Why? Well, it can be intimidating trying to figure out if your child needs therapy, and can be even harder to find a therapist for your child.
So how do you know the answer to the question "does my child need therapy?" Read on and we'll tell you when to get a child a therapist!
One of the biggest signs of mental problems in children happens in school.
Your child may need therapy if you are constantly getting calls from the school about their behavior. The teacher may be concerned that they are acting out more than usual, disrupting class for no apparent reason, or have been getting in more trouble.
If your child is also acting more withdrawn in school or having trouble paying attention and focusing in the classroom, then this may be a sign that they are in need of help.
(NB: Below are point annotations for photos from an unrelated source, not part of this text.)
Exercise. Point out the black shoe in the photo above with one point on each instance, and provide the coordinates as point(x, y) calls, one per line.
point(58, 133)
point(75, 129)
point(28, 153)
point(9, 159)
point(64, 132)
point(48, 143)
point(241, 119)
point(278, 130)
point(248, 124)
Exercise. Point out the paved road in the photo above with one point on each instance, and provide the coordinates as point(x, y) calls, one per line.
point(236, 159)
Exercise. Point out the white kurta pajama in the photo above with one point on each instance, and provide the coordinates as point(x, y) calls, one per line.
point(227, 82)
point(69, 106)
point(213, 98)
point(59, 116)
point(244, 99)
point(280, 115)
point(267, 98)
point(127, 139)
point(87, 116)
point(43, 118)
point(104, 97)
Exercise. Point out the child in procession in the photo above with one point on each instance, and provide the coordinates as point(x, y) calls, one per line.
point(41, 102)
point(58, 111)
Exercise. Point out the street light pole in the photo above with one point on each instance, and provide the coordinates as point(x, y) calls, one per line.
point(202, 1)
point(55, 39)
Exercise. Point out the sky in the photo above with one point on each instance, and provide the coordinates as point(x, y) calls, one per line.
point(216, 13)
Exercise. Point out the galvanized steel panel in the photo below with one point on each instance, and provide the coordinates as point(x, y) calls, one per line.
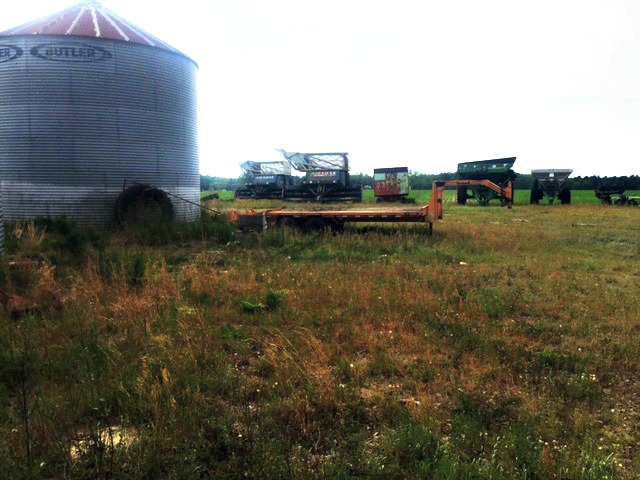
point(81, 116)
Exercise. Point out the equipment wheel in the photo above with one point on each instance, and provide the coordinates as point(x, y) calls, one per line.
point(315, 225)
point(143, 204)
point(288, 222)
point(462, 195)
point(536, 196)
point(565, 196)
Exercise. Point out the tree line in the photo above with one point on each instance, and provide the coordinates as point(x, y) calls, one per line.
point(423, 181)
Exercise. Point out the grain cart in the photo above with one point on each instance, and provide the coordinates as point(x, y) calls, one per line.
point(551, 183)
point(496, 172)
point(614, 195)
point(391, 184)
point(265, 180)
point(326, 178)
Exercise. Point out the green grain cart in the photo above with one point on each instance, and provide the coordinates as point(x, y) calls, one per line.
point(497, 171)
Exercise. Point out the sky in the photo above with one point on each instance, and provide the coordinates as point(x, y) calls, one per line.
point(422, 84)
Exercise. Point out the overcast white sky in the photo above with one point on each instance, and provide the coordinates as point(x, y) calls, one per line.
point(424, 84)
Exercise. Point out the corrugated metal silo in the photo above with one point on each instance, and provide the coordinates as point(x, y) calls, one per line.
point(89, 102)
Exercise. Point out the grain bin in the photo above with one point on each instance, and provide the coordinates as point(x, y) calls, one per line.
point(92, 104)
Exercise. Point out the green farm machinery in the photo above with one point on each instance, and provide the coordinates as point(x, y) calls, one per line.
point(614, 195)
point(551, 183)
point(496, 171)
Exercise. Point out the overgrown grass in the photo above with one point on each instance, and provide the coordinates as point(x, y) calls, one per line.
point(504, 346)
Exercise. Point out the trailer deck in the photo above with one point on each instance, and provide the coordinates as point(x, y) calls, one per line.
point(323, 219)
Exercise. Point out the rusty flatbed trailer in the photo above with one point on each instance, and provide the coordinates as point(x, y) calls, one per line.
point(321, 220)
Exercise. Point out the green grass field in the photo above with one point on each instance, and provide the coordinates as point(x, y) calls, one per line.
point(504, 346)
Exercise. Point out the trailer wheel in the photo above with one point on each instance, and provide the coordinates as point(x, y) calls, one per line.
point(565, 196)
point(314, 225)
point(462, 195)
point(288, 222)
point(536, 196)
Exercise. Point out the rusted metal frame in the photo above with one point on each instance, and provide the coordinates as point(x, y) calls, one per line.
point(505, 192)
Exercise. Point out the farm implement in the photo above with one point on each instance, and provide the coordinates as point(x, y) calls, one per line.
point(497, 175)
point(614, 195)
point(551, 183)
point(318, 221)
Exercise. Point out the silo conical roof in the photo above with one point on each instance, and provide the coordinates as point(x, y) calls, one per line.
point(89, 18)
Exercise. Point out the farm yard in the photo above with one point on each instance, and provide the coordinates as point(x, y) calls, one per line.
point(503, 346)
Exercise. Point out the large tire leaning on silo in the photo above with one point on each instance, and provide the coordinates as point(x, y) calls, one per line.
point(565, 196)
point(462, 195)
point(143, 205)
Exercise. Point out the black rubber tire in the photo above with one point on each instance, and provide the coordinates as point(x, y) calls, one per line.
point(315, 225)
point(565, 196)
point(536, 196)
point(462, 195)
point(288, 222)
point(143, 204)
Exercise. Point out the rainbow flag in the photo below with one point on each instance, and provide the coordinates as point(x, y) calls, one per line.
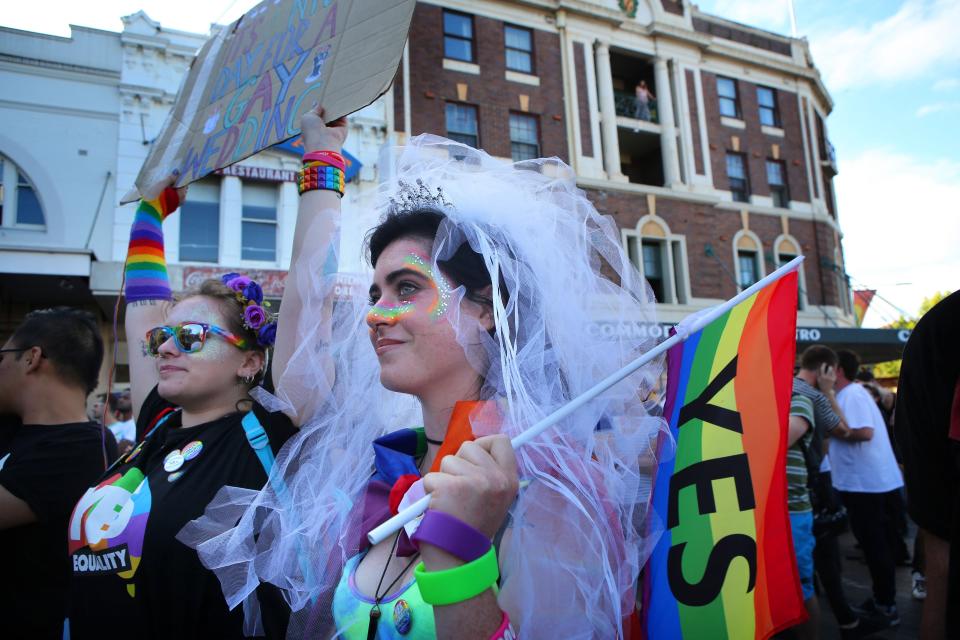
point(724, 566)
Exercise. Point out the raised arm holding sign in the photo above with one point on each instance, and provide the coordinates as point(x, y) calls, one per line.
point(254, 79)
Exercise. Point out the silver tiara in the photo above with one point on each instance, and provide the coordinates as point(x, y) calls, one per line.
point(409, 198)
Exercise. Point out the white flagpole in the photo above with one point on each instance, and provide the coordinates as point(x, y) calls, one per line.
point(394, 524)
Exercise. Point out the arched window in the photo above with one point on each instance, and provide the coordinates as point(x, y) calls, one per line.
point(19, 203)
point(749, 258)
point(661, 258)
point(786, 249)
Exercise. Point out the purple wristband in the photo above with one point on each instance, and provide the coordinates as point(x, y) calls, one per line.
point(452, 535)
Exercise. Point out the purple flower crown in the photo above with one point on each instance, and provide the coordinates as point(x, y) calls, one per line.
point(256, 316)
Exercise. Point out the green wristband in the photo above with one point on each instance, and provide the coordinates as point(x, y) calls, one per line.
point(451, 586)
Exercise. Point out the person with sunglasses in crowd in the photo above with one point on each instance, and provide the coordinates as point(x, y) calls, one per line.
point(50, 452)
point(193, 363)
point(476, 325)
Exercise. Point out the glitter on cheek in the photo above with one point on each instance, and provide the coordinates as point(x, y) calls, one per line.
point(440, 285)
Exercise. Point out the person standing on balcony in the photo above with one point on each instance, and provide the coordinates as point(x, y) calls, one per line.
point(643, 97)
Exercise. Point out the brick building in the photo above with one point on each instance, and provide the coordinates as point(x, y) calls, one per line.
point(726, 175)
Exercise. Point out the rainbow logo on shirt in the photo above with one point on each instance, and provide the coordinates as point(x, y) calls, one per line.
point(108, 525)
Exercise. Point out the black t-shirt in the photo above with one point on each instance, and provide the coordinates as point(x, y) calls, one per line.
point(929, 378)
point(131, 576)
point(48, 467)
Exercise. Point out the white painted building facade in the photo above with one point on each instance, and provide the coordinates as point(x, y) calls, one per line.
point(77, 118)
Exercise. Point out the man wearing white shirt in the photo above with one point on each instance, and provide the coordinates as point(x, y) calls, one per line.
point(865, 472)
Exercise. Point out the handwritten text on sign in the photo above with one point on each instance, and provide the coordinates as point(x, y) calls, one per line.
point(251, 82)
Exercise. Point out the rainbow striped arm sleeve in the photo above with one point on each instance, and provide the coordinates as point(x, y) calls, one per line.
point(146, 269)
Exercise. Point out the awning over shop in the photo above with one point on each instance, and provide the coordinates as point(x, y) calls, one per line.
point(872, 345)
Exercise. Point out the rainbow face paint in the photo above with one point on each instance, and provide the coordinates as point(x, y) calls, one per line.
point(440, 285)
point(391, 313)
point(388, 313)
This could go both ways. If your child is coming home and talking about how other kids are being mean to them, your child may be holding more emotions and thoughts inside.
Since going to school can be tough, dealing with bullying is a reason that you may want to send your child to therapy to prevent them from feeling less confident, getting more irritable, or becoming a bully themselves.
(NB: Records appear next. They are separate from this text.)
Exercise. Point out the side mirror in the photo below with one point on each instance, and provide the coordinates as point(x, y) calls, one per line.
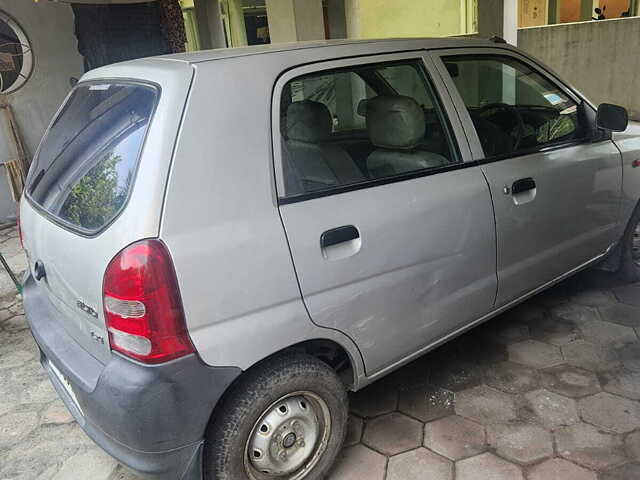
point(612, 117)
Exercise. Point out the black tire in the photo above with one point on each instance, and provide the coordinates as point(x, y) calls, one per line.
point(255, 392)
point(629, 270)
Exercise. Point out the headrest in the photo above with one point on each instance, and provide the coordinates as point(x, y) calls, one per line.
point(395, 122)
point(308, 121)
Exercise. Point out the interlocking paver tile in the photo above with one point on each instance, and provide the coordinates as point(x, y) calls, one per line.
point(630, 471)
point(622, 314)
point(374, 400)
point(392, 434)
point(535, 354)
point(551, 409)
point(630, 356)
point(427, 402)
point(455, 437)
point(587, 446)
point(590, 356)
point(487, 466)
point(559, 469)
point(15, 426)
point(485, 405)
point(94, 464)
point(611, 412)
point(354, 430)
point(632, 444)
point(570, 381)
point(622, 382)
point(521, 443)
point(593, 298)
point(358, 463)
point(628, 294)
point(552, 297)
point(604, 333)
point(528, 312)
point(574, 312)
point(507, 331)
point(512, 377)
point(555, 331)
point(419, 464)
point(454, 375)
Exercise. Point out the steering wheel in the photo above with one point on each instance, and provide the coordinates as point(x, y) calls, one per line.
point(481, 112)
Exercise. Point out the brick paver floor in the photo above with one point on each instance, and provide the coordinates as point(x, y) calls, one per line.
point(548, 391)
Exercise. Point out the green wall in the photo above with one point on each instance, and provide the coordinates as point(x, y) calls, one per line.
point(406, 18)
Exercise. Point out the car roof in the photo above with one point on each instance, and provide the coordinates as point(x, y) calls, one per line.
point(360, 46)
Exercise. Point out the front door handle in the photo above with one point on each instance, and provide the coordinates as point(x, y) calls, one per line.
point(523, 185)
point(339, 235)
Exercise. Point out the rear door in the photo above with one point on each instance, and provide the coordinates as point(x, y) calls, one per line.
point(394, 259)
point(80, 181)
point(555, 180)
If you are hearing that your child is the bully, this may be a sign that something is going on internally. Therapy is a safe place where they can work out these emotions in an appropriate manner rather than taking out their frustrations or sadness on other kids at school.
You know your child best. You know what sets them off, how they act in certain situations, and what they like to talk about.
However, they may be going through a tough time that is throwing off their normal personality traits.
For instance, they may begin acting out in social situations with their friends. Or, they may do the opposite. When they are in social settings with friends or at school, they may begin to withdraw and seem to not be interested in being in that setting.
If they act out of character at all for an extended period of time, this could be a sign that you should have them try out therapy. A therapist can get them talking to open up about whatever is bothering them in a safe setting.
Teenagers are going to go through ups and downs throughout the years with their moods. It's when these moods last for an extended period of time that you should be concerned about their mental health. This can happen after traumatic experiences, loss, too much stress for an extended period of time, or anything else that negatively impacts them emotionally.
There are a few reasons why they could be acting more irritable. A few are:
One of the most common reasons for extended irritability in teens is depression. Major depressive disorder can be a difficult condition for your child to deal with since it is much more than just a mood swing. They are dealing with constant negative thoughts, extended sadness and irritability, anger, and sometimes feelings of nothingness.
If you are concerned that your child may have depression, it's vital to get them a children's mental health counselor. With over 18% of high school students having had thoughts of suicide, getting them the help they need is important.
With therapy, your teenager can begin to talk through their problems, learn coping mechanisms, and get back to being themselves.
Change is hard and can be difficult for children. If there doesn't seem to be any signs of your child needing therapy and if your family has gone through a transition, you may still want to seek out help.
A therapist in this situation is able to talk to your child to see how they are doing on a weekly or biweekly basis. Your children may also feel more comfortable talking to someone they are not close with at first to explain how they are feeling. This gives them an outlet for their thoughts and feelings, making sure they do not build up over time.
So what classifies as a transition? If you and your partner are getting a divorce or are separating, this can be detrimental to some children. The loss of a loved one is another huge transition that can negatively impact your child.
Hopefully this article answered the question of "does my child need therapy?"
However, if you are ever unsure if your child should talk to a therapist, you should always opt to bring them to see a therapist just in case. Therapy can help them find coping strategies, manage their stress and emotions, and learn to work through problems in an appropriate manner.